This morning, President Obama announced his nomination to the Supreme Court to fill the late Justice Antonin Scalia’s vacant seat. His choice, Merrick Garland, is the Chief Justice of the D.C. Circuit Court of Appeals. Garland is a moderate and a centrist by all accounts and has had bipartisan support during his tenure as Justice of the D.C. Circuit. In 2010, when asked if Garland could win the confirmation with bipartisan support, Republican Senator Orrin Hatch of Utah replied “no question.” Just a few hours ago, Majority Leader Mitch McConnell reiterated on the Senate floor that he would not consider an Obama nominee. What happened?
This is a recurring strategic theme of the Republican Congressional establishment since Obama took office. Any hint of bipartisanship in public perception is a tacit endorsement of the broader aims of an Obama administration-led effort, to paraphrase Leader McConnell. Looking at Obama’s relationship with Congress since his election in 2008, this strategy’s implementation is easy to see. At no point have the Republicans in Congress truly recognized Obama’s legitimacy as President.

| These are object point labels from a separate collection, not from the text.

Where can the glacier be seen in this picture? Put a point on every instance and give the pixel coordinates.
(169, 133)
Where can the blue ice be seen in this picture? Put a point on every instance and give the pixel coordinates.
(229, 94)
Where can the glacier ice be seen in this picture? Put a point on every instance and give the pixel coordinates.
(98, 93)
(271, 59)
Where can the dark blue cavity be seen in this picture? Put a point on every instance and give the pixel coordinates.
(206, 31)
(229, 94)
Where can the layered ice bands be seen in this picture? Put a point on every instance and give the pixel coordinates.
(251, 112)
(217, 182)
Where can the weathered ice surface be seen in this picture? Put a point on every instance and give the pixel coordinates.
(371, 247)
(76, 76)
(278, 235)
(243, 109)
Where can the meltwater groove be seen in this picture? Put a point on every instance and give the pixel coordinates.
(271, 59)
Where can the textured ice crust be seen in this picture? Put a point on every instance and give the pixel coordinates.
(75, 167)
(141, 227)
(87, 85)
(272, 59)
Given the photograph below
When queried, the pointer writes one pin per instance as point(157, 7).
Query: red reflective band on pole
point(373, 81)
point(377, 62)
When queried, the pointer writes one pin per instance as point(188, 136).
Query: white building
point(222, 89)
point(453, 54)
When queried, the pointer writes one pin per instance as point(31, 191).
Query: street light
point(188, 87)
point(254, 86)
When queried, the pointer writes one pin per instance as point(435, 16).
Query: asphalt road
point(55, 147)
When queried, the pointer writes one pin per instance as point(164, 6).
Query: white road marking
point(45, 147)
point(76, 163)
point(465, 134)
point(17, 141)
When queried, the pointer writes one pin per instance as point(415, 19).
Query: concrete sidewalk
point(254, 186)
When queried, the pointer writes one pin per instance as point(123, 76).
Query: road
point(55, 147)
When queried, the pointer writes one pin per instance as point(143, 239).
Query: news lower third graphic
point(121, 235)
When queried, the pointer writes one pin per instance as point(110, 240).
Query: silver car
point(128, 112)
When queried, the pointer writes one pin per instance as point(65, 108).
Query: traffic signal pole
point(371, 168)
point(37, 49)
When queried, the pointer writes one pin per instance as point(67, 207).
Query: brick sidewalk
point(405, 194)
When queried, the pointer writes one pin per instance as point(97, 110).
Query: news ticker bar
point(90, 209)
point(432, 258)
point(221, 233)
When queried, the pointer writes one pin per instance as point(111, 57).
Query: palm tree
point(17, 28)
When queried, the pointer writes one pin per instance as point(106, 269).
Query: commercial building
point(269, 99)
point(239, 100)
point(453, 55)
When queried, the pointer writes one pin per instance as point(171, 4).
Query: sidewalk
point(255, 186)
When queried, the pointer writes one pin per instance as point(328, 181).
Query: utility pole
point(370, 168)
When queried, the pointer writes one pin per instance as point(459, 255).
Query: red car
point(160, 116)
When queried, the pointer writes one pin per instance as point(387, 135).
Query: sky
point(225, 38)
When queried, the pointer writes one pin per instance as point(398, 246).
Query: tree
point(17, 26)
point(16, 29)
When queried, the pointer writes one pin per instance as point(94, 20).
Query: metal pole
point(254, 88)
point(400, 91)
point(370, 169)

Pre-2010, the Democrats possessed a supermajority in Congress and were able to draft and pass the Affordable Care Act. Healthcare reform had been a legislative priority for Democrats for the past fifty years and, sensing a real chance to pass substantive legislation, President Obama, along with Congress, pursued a centrist market-based solution to the healthcare problem rather than a single-payer solution that many liberals wanted. The actual ideology behind Obamacare didn’t matter to the Republicans in Congress; in fact, Obamacare was modeled off former Republican presidential candidate and Massachusetts governor Mitt Romney’s bipartisan healthcare reforms in Massachusetts. Republicans fought tooth and nail against Obamacare and preached that it was detrimental to the future of America to little legislative avail. Not that the Republican leadership really expected to be able to stop Obamacare; they were in the minority in both houses of Congress. Democrats in Congress were never their audience—the public was. The Republican establishment warned the public that Obamacare was an encroachment on their rights and demanded action in the next elections. In the midterm elections of 2010, Republicans won back the House, winning thirty-eight new seats and ushering in an era of divided government from 2010 through the present day. The strategy of obstructionism and refusing to accept Obama’s legitimacy easily won the Republicans the House of Representatives by reinvigorating their base behind a seemingly worthy cause.
Looking at the present day, it’s easy to see why people like Donald Trump and Ted Cruz are leading the polls for the Republican presidential nomination. Both Trump and Cruz’s political careers were born out of some sort of opposition to the Obama administration. Trump began his by fanning the flames of “birtherism,” the theory that Obama was not born in the United States. Cruz rode a wave of Tea Party support to win the Texas Senatorial election in 2012. These relative newcomers to the political scene are beholden to the wave of right-wing fury that allowed the Republicans to win back the House in 2010; ironically, establishment figures that wanted obstruction when they were in the minority are now having trouble actually leading, because of the same support that won them back the House, and eventually the Senate.
Merrick Garland is a nominee that should have bipartisan support. He would have it in any other era. A nomination in the last year of a Presidential administration is not an automatic disqualification from consideration—just look to last year of the Reagan administration. In order to survive as a viable alternative to the Democrats, Republicans need to be more than the party of “No.”